“As leaders, we will consult with each other on collective approaches to address non-market oriented policies and practices, and we will cooperate with others to address important global issues that impact all countries.”
President Joe Biden will re-introduce himself and the US to world leaders at a pair of international conferences on Friday, calling on industrialized democracies to partner in confronting the pandemic and climate change in a sharp departure from his predecessor’s foreign policy. In remarks to the Group of Seven and a speech to the Munich Security Conference, Biden will portray collective action as essential, too, in great-power confrontations with China and Russia, pivoting from former President Donald Trump’s “America First” approach to global affairs.
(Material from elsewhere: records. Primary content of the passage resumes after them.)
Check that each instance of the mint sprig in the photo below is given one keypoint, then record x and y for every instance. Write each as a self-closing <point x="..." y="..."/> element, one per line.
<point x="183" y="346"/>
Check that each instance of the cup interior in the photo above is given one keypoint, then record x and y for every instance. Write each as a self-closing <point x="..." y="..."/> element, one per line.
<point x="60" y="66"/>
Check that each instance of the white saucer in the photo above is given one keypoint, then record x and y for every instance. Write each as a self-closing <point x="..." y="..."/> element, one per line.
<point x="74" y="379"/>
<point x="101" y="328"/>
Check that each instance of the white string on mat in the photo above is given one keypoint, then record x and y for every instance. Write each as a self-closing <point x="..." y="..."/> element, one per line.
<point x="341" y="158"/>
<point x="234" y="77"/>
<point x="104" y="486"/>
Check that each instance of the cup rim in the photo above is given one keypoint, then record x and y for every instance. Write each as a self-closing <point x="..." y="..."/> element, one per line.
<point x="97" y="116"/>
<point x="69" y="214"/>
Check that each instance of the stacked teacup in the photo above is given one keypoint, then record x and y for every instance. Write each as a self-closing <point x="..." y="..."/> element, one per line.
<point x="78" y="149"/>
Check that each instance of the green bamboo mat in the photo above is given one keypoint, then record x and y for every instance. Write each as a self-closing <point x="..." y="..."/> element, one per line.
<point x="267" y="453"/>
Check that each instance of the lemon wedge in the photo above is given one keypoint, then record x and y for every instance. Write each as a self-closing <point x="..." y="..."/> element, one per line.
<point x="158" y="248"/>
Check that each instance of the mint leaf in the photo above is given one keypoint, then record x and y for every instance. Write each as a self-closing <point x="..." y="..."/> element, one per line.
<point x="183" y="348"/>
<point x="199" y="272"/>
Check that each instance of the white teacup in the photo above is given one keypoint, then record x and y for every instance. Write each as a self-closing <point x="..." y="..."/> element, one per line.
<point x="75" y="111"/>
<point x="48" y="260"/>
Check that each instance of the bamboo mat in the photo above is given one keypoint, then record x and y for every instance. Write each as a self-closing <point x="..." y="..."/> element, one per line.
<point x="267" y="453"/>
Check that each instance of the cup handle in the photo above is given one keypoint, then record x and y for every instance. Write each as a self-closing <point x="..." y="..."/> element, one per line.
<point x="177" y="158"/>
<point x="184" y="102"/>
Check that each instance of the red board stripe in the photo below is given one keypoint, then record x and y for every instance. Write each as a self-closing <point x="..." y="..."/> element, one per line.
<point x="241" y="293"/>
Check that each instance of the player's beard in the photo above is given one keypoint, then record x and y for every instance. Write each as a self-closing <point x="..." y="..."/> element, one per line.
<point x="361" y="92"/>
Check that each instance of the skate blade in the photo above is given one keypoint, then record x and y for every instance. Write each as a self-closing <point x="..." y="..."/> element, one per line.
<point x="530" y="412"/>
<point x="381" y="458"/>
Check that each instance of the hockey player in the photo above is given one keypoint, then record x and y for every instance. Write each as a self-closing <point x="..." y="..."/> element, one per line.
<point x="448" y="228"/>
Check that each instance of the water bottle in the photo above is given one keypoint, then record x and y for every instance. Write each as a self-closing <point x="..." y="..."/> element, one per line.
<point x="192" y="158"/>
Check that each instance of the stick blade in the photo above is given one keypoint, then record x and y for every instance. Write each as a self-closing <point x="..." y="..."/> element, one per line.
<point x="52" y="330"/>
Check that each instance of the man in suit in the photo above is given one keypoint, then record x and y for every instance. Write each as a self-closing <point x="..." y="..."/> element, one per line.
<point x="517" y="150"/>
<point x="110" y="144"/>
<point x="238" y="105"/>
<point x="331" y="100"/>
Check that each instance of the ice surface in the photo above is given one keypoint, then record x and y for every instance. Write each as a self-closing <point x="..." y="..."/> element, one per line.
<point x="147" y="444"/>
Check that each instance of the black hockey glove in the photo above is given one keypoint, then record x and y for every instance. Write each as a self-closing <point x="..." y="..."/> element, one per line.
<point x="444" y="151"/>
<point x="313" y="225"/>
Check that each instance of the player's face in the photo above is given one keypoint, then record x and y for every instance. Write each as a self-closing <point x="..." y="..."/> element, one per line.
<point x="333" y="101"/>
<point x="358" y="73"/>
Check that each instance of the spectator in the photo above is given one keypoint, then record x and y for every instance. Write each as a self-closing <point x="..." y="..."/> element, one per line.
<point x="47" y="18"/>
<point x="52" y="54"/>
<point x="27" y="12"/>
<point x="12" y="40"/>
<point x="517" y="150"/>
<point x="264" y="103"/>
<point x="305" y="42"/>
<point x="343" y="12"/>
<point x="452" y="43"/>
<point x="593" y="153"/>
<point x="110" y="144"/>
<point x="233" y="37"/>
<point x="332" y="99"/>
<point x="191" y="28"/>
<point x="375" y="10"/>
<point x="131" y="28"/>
Trump antagonized allies in order to secure more favorable trade deals and reduce the US military footprint, ties Biden seeks to swiftly repair.
In his first major foreign policy speech as president, Biden cast China as the “most serious competitor” of the United States.
His peer from the UK, Johnson, said the G7 — as “like-minded liberal free-trading democracies” — stood together on issues such as condemnation of the coup in Myanmar and the detention of Alexei Navalny in Russia. The G7 of the United States, Japan, Germany, United Kingdom, France, Italy and Canada has a combined gross domestic product of about $40 trillion — a little less than half of the global economy. Biden will argue that democracies must fight to preserve their institutions in the wake of foreign interference in their elections.